Response to “Antiretroviral Therapy With Efavirenz in HIV‐Infected Pregnant Women: Understanding the Possible Mechanisms for Drug–Drug Interaction”
We also agree with Dr. Srinivas that induction of CYP3A4 by efavirenz may also influence PQ clearance, thereby leading to a reduced PQ half‐life.5 This can most easily be explained by an induction of hepatic metabolism that has clearly been demonstrated for efavirenz.3
As stated by Dr. Srinivas and as we concluded in our article, we agree that these drug interactions may have critically important clinical consequences. We have recently performed population pharmacokinetic/pharmacodynamic (PK/PD) modeling from these trials, and have estimated that maintaining a protective PQ concentration of >10.3 ng/mL was associated with 95% protection from maternal malaria and parasitemia among HIV‐uninfected women given DHA‐PQ (Savic R, Jagannathan P, Kajubi R, Huang L, Zhang N, Were M, et al., unpublished data).

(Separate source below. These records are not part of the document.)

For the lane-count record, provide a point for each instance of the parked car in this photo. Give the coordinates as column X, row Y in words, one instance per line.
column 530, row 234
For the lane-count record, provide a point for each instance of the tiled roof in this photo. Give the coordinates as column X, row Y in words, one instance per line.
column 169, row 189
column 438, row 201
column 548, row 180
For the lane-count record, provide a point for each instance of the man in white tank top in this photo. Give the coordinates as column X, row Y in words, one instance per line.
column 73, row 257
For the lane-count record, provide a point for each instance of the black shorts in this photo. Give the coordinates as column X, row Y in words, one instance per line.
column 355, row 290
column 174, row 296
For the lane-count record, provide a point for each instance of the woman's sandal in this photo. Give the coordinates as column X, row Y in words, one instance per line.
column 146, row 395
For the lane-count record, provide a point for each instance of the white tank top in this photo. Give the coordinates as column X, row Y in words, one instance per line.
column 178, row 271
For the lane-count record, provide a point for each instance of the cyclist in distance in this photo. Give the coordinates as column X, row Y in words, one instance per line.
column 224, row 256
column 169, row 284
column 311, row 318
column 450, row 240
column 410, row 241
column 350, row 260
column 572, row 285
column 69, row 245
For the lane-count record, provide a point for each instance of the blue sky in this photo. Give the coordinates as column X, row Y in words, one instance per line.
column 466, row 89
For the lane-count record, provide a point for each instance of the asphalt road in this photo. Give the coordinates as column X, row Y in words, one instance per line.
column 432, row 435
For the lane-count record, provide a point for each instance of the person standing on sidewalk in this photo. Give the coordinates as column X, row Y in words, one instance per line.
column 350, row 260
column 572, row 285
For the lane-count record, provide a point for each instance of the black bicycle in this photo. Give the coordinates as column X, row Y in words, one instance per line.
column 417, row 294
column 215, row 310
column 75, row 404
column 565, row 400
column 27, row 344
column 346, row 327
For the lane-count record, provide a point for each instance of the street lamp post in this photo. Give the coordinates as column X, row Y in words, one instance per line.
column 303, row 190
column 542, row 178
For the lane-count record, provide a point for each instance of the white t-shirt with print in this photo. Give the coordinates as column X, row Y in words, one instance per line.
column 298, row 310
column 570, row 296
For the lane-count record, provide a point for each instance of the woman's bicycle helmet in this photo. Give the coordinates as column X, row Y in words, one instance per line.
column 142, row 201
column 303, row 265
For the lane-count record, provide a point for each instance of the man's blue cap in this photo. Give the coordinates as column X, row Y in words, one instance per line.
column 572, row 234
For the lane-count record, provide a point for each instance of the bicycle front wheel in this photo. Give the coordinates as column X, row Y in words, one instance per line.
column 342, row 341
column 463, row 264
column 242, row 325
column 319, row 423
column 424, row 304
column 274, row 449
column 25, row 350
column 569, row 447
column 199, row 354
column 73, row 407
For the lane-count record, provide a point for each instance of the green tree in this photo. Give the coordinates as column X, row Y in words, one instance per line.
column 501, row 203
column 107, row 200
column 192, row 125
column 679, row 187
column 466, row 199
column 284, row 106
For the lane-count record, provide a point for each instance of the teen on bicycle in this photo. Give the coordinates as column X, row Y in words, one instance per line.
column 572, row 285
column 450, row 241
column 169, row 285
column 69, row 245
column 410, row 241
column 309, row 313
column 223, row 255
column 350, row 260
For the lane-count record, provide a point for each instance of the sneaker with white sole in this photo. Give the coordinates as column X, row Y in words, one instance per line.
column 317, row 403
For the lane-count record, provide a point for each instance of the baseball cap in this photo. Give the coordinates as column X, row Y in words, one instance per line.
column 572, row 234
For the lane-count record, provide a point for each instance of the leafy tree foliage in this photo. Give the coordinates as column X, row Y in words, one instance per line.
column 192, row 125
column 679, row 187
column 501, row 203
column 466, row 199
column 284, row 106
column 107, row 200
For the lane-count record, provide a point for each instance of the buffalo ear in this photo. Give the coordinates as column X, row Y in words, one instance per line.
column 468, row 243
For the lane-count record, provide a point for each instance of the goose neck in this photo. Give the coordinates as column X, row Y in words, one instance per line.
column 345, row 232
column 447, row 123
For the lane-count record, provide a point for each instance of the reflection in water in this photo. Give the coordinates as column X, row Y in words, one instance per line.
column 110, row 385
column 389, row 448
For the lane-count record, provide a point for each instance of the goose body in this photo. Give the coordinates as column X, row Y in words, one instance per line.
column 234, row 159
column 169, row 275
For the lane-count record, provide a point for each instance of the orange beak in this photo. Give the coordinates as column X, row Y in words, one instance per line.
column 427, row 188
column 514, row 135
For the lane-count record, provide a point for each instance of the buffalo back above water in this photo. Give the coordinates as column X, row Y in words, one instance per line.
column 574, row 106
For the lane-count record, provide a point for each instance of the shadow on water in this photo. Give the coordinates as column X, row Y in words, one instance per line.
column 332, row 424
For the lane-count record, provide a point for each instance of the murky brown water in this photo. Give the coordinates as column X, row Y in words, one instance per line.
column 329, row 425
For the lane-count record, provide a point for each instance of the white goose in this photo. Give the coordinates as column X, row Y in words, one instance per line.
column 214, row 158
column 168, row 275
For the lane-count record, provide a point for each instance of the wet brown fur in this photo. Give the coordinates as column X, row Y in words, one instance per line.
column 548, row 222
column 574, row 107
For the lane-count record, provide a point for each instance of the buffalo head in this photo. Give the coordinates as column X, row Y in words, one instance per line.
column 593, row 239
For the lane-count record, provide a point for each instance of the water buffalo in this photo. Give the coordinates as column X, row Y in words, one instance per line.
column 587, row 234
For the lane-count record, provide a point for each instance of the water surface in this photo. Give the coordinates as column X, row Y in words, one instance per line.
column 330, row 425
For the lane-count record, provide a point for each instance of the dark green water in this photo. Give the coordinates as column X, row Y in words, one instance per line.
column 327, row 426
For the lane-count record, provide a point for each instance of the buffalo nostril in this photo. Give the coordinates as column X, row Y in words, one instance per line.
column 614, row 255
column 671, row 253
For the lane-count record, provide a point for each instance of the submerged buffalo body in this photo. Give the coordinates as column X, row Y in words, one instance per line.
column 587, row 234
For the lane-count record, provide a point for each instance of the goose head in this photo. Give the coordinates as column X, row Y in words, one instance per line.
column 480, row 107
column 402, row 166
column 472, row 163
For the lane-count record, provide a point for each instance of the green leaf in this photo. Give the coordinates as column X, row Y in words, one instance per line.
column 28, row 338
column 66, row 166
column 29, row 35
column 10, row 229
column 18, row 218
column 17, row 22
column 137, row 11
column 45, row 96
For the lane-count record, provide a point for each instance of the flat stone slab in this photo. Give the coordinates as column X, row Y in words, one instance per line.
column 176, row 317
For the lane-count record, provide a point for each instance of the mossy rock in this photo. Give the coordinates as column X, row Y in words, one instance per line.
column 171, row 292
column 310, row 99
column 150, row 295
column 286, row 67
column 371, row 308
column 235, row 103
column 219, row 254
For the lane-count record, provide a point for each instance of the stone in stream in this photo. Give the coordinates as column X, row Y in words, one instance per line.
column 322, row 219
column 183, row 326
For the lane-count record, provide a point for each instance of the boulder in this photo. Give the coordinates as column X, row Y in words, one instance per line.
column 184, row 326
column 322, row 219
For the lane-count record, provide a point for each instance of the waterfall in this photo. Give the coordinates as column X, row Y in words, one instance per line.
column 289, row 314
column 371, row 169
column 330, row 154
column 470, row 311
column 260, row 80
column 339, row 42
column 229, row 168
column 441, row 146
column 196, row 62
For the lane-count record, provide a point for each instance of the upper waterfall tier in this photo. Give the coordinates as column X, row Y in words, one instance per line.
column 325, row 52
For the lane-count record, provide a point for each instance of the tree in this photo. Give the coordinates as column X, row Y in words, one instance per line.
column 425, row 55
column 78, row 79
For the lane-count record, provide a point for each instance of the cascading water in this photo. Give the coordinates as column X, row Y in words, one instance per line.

In women receiving efavirenz‐based ART and standard monthly DHA‐PQ as IPTp, less than 1% achieved these protective PQ levels during pregnancy (Wallender E, Vucicevic K, Jagannathan P, Huang L, Natureeba P, Kakuru A, et al., unpublished data). Optimizing the dosing of DHA‐PQ for chemoprevention in the setting of a drug–drug interactions will be an essential advancement in malaria control.